Taking advantage of yesterday’s day off from school for Veteran’s Day and the flat windless seas, Kandu and crew plus Uncle Bill motored 2 ½ hours through Monday evening’s heavily overcast sky over to Smuggler’s Cove on Santa Cruz Island. We chose Smuggler’s for its proximity to Ventura, easy grabbing sea floor, and large area; making it easy to ‘swing’ on one anchor without hitting other boats.
Nearly pitch black, we tested again our Simrad autopilot, and B&G navigation and RADAR equipment; learning how to dim the panels so as not to rob our night vision. Stationed halfway between Ventura and Santa Cruz Island, we motored safely past the oil platform and its large steel can buoys.

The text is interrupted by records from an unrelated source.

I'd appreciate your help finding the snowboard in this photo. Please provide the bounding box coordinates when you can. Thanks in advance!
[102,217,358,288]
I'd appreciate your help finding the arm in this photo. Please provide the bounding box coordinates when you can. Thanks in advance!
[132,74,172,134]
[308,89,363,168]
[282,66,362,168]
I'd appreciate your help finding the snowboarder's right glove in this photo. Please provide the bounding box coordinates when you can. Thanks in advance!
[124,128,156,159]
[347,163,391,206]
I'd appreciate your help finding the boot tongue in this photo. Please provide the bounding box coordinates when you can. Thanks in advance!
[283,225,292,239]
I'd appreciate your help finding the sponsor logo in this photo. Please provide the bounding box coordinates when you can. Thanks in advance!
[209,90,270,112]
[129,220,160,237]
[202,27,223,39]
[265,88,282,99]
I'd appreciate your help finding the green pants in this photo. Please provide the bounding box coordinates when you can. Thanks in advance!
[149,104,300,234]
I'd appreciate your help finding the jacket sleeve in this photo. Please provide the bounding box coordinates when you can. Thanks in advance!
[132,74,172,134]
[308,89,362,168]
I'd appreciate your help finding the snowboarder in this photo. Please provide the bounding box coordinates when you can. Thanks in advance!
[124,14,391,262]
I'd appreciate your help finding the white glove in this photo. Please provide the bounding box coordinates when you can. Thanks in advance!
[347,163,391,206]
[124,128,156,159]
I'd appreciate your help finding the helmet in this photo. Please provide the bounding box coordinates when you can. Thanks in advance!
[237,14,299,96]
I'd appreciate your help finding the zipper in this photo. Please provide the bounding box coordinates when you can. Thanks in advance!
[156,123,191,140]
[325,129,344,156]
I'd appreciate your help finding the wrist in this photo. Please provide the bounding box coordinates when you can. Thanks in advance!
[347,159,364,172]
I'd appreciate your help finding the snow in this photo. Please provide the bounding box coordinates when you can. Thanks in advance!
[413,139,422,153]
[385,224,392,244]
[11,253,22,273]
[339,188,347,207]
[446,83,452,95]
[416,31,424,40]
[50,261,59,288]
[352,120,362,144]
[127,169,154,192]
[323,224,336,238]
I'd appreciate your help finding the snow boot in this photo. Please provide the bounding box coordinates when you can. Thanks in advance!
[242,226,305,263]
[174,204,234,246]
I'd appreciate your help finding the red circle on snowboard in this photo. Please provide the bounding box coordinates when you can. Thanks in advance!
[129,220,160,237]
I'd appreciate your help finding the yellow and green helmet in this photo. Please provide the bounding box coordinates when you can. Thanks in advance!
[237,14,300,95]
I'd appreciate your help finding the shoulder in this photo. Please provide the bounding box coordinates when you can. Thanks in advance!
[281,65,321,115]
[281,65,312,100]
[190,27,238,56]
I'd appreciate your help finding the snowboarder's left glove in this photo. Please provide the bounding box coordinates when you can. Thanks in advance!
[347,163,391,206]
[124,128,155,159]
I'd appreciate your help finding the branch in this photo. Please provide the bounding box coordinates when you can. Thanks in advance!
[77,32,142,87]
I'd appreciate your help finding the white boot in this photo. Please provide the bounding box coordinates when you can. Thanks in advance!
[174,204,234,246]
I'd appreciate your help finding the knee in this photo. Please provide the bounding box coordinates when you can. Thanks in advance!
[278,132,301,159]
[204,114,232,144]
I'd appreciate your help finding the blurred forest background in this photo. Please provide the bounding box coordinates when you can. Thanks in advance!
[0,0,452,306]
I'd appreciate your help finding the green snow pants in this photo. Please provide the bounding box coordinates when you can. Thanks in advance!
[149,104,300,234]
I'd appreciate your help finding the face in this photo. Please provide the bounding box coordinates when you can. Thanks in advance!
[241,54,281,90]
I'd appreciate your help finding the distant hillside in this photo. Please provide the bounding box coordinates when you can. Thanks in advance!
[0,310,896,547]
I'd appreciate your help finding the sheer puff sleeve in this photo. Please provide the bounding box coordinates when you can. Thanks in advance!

Oil derricks in the Santa Barbara Channel are lit up like Christmas trees, so oil platform Gail is quite visible at night, but her buoys are not. The broadband RADAR work well to point them out to us before we saw the shadow of one of them against the glow of Gail.
Cautiously entering the dark cove, to confirm our location, we tried out our new LED spotlight. It worked like a champ, lighting up the shoreline and the Coast Guard’s mooring buoy. At a depth of 30 ft, we dropped hook (anchored) using our new 65 lbs Mantus anchor and snubbed it with our new Mantus bridle. The anchor impressively grabbed the muddy sand bottom. The thick nylon ropes and the innovative chain hook that comprise the bridle worked well to keep our motion gentle and quiet through the night. The crossing and anchoring were a success.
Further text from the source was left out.